Plasmodium falciparum infection induces the expression of variant surface antigens (VSAs) on the red blood cell (RBC) surface. These VSAs form a highly diverse group of antigens and appear to be the primary targets of host immunity. Adults in areas where malaria is endemic are usually semi-immune to P. falciparum, with this immunity being associated with the acquisition early in childhood of antibodies directed against VSAs. Pregnant women (especially primigravidae) have more frequent and higher-density episodes of malaria parasitemia than their nonpregnant counterparts (3). This arises in part because infected RBCs (IRBCs) can sequester in the placenta by adhering to receptors such as chondroitin sulfate A (8), and these IRBCs express unique, pregnancy-specific VSAs to which primigravidae lack immunity.

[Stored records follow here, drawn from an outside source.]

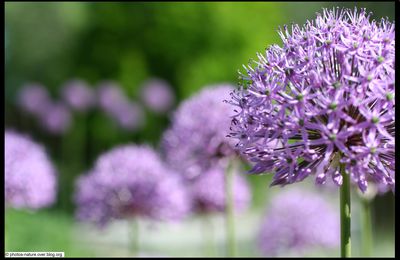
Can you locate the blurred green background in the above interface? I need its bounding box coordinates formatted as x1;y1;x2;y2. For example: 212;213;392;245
5;2;395;256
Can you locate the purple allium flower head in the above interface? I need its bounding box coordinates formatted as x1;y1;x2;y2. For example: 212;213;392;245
258;189;340;256
75;145;191;225
162;84;238;178
40;102;72;134
62;79;96;111
230;9;395;192
141;78;175;113
188;161;251;213
4;131;57;209
18;83;50;116
98;82;145;130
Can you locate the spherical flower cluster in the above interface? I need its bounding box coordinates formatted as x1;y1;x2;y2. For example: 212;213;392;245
257;189;340;256
162;84;238;178
75;145;191;225
230;9;395;192
141;78;175;113
188;162;251;213
62;79;96;111
98;82;144;130
39;102;72;134
4;131;57;209
162;84;251;213
17;83;50;116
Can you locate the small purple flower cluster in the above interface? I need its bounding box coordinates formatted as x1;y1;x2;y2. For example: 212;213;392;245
229;9;395;192
162;85;251;212
62;79;96;112
4;130;57;209
75;145;191;226
257;189;340;256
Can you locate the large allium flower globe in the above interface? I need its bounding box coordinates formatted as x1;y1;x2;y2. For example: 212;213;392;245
230;9;395;192
4;131;57;209
162;84;235;179
75;145;191;225
257;189;340;256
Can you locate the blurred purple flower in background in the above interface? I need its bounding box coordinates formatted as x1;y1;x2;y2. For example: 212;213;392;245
98;81;145;130
75;145;191;225
188;161;251;213
230;9;395;192
257;189;340;256
162;84;234;179
4;130;57;209
17;83;51;116
40;102;72;135
61;79;96;111
141;78;175;113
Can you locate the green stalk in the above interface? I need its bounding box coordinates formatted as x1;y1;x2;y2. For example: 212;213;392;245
340;164;351;257
202;214;216;256
361;199;373;256
225;162;236;257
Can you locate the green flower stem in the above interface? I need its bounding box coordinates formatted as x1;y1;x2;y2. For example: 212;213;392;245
202;214;216;256
340;164;351;257
225;161;236;257
361;199;373;256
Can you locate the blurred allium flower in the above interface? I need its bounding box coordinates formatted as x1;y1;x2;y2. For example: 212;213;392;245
162;85;238;178
258;190;340;256
230;9;395;192
40;102;72;134
4;131;57;209
141;79;175;113
18;83;50;116
75;145;190;225
62;80;96;111
188;162;251;213
98;82;144;130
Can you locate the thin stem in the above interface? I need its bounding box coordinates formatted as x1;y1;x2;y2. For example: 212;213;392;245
202;214;216;256
225;161;236;256
128;219;139;256
361;199;373;256
340;164;351;257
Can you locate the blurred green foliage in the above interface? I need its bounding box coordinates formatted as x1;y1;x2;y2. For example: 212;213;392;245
5;2;395;255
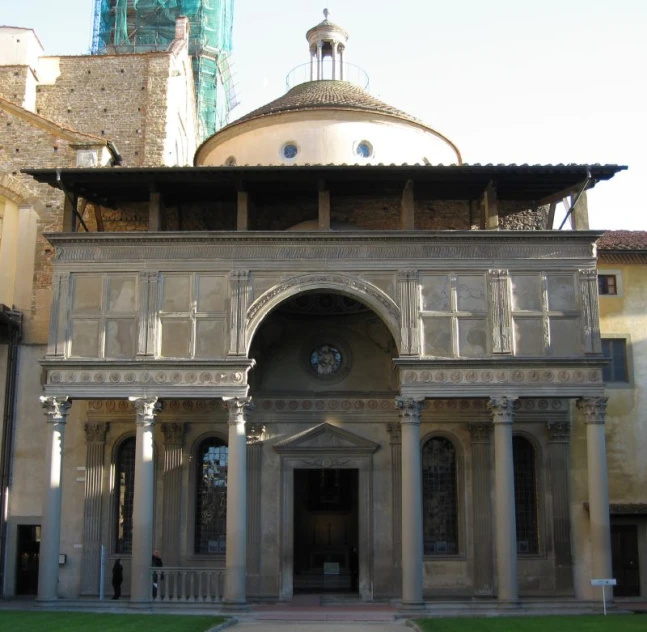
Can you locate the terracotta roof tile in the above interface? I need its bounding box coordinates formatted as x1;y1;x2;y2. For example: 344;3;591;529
597;230;647;251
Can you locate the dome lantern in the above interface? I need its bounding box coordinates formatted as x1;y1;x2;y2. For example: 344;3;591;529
306;9;348;81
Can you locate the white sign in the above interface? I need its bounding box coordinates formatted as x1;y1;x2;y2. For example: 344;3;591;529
591;579;617;586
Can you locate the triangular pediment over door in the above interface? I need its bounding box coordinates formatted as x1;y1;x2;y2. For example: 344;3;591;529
274;422;380;454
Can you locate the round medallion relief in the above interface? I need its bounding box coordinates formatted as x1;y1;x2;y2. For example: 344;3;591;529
310;344;343;377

Antibodies that target VSAs are associated with the protection of children from clinical episodes of malaria (6). In pregnant women, antibodies that inhibit P. falciparum adhesion to chondroitin sulfate A have been associated with increased birth weight and gestational age at delivery (7), and antibodies to total VSAs were associated with a reduced prevalence of maternal anemia and low birth weight (14). In a previous study, we found that human immunodeficiency virus (HIV) infection impairs pregnancy-associated variant-specific immunity, and the impairment was the greatest in women with low CD4 counts and high viral loads (11). This impairment of humoral immunity to pregnancy-specific VSAs may contribute to the increased susceptibility of HIV-infected (HIV+) pregnant women to malaria and could explain their failure to demonstrate gravidity-dependent acquisition of immunity (reviewed in reference 15).
Studies indicate that P. falciparum infection increases the HIV viral load in pregnant women and nonpregnant adults (10, 12) and that HIV infection increases the incidence of P. falciparum infections and clinical malaria (13, 17). All of these data taken together suggest that malaria and HIV coinfection in pregnant women is a major public health concern.

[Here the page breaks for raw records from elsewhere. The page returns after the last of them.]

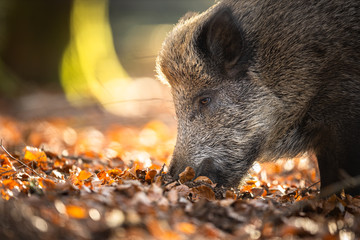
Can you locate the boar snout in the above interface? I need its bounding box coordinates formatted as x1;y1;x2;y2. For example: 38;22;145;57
169;157;231;187
195;158;223;185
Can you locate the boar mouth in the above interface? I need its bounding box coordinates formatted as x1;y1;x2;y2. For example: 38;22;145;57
169;158;240;187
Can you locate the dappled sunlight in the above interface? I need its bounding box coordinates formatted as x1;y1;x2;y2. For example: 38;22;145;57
61;0;131;113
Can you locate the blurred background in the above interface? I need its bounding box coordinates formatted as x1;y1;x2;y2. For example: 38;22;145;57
0;0;214;124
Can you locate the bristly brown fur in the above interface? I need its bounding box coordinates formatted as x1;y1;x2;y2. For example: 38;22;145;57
157;0;360;194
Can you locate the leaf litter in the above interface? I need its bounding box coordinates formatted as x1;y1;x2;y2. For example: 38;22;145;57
0;118;360;240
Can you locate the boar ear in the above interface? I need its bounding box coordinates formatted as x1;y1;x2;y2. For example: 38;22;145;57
199;8;244;72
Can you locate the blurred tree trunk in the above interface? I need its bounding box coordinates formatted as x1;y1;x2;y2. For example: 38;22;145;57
0;0;72;95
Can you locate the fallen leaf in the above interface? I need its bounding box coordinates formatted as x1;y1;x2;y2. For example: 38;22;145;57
179;167;195;183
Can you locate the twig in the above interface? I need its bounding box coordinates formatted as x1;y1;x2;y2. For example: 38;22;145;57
0;139;41;177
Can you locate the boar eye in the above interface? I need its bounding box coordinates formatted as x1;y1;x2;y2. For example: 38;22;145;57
199;97;211;106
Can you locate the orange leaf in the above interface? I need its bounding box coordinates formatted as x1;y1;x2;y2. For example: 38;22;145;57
0;166;16;176
179;167;195;183
77;170;92;181
191;185;215;201
39;178;56;189
66;205;87;219
145;170;157;182
24;146;47;162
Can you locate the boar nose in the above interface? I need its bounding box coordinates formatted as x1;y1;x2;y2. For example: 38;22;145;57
196;158;222;184
169;158;186;179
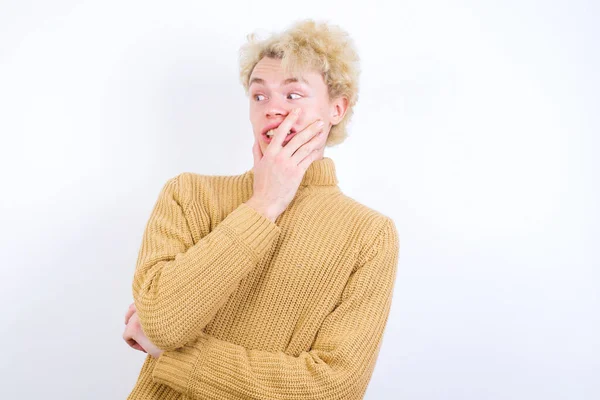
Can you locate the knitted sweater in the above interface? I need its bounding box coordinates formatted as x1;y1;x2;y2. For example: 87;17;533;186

Given the importance of immunity to VSAs in protection from clinical malaria (6) and our previous observation that HIV impairs immunity to pregnancy-associated VSAs, we further examined the impact of HIV infection on immunity. Using a single panel of sera from HIV+ and HIV-negative (HIV−) women, we compared the prevalence and relative quantity of antibody to VSAs expressed by isolates from the placenta and isolates from children with symptomatic malaria to discover whether the impairment of immunity to VSAs was restricted to pregnancy-associated malaria or whether a more general defect in immunity to VSAs existed.

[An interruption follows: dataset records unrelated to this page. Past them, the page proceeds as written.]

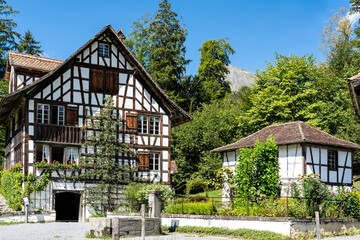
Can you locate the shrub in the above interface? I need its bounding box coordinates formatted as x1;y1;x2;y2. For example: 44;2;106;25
164;202;217;215
186;178;209;194
124;183;175;212
0;163;24;211
194;195;207;202
0;163;51;211
328;189;360;218
164;226;291;240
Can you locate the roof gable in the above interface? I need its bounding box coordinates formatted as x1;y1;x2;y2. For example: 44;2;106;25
0;25;192;126
211;121;360;152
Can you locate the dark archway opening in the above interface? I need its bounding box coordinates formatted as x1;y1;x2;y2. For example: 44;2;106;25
55;192;80;222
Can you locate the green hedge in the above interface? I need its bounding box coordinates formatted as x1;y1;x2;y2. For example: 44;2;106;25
164;202;217;215
168;226;291;240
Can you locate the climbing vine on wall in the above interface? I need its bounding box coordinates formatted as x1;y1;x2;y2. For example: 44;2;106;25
234;136;280;197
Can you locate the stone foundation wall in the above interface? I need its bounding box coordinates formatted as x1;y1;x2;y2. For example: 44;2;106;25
161;214;360;237
89;217;161;237
0;211;56;223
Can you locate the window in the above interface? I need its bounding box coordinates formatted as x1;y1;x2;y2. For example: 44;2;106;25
90;68;119;94
66;106;79;126
36;145;50;162
51;106;65;125
150;117;160;134
138;116;148;133
66;147;79;163
99;43;110;57
328;150;338;171
36;104;50;123
149;153;160;171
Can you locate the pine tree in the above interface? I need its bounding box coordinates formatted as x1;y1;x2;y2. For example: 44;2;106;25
126;13;153;70
0;0;20;79
148;0;189;96
198;38;235;102
78;99;140;213
17;30;43;56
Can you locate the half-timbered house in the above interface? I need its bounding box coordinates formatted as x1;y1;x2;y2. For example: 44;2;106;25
0;25;192;221
211;121;360;195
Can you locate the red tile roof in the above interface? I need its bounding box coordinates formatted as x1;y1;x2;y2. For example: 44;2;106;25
8;52;64;72
211;121;360;152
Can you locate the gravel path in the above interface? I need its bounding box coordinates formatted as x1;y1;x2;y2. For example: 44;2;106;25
0;222;234;240
4;222;360;240
323;235;360;240
0;222;89;240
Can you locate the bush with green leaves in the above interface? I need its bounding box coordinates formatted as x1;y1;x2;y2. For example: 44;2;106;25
186;178;209;194
0;163;51;211
300;174;329;217
124;183;175;212
165;226;291;240
0;163;24;211
164;202;217;215
327;188;360;218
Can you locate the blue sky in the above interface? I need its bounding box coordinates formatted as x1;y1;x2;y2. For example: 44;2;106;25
7;0;350;74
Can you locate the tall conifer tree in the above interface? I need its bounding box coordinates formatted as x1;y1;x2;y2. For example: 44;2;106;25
0;0;20;79
17;30;43;56
149;0;188;96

P. falciparum isolates were obtained from children admitted between October 2004 and April 2006 to the pediatric ward of the Queen Elizabeth Central Hospital, Blantyre, Malawi, with severe and complicated malaria and parasitemia of 3% or more on thin blood film examination. Before treatment was begun, a sample of peripheral blood (300 to 500 μl) was collected in lithium heparin tubes (D-51588; Sarstedt AG & Co., Nümbrecht, Germany). The RBC pellet was washed three times in RPMI-HEPES medium and cultured in human blood group O-positive RBCs in RPMI-HEPES medium supplemented with 10% pooled human serum, 5.6% of 3.6 g/100 ml NaHCO3, and 0.1% of 10 mg/ml gentamicin, as described elsewhere (11). The parasites were cultured for at least 24 h to a parasitemia of 3 to 10% pigmented trophozoites, as determined with Giemsa-stained thin blood films.
Placental isolates were extracted from freshly delivered placentas. Pieces of placental tissue (2 cm3) were collected immediately upon delivery from consenting women giving birth in the labor ward of the Queen Elizabeth Central Hospital. These were placed in phosphate-buffered saline (PBS; pH 7.4) in 50-ml Falcon tubes. Placental parasites were dislodged from the tissue by incubation at room temperature for 2 h on a roller and three washes (1,500 rpm for 5 min each time) in RPMI-HEPES, as described previously (2). Because the initial levels of parasitemia varied quite widely, placental trophozoites were enriched to 90 to 98% trophozoites by using discontinuous 80%, 60%, and 40% Percoll gradients (GE Healthcare, Uppsala, Sweden) (www.malaria.mr4.org). The parasitemia was then reduced to approximately 10% with fresh group O-positive RBCs for flow cytometry so that the parasitemias for the pediatric isolates and the placental isolates were similar. Seven placental isolates and 10 peripheral blood isolates were used.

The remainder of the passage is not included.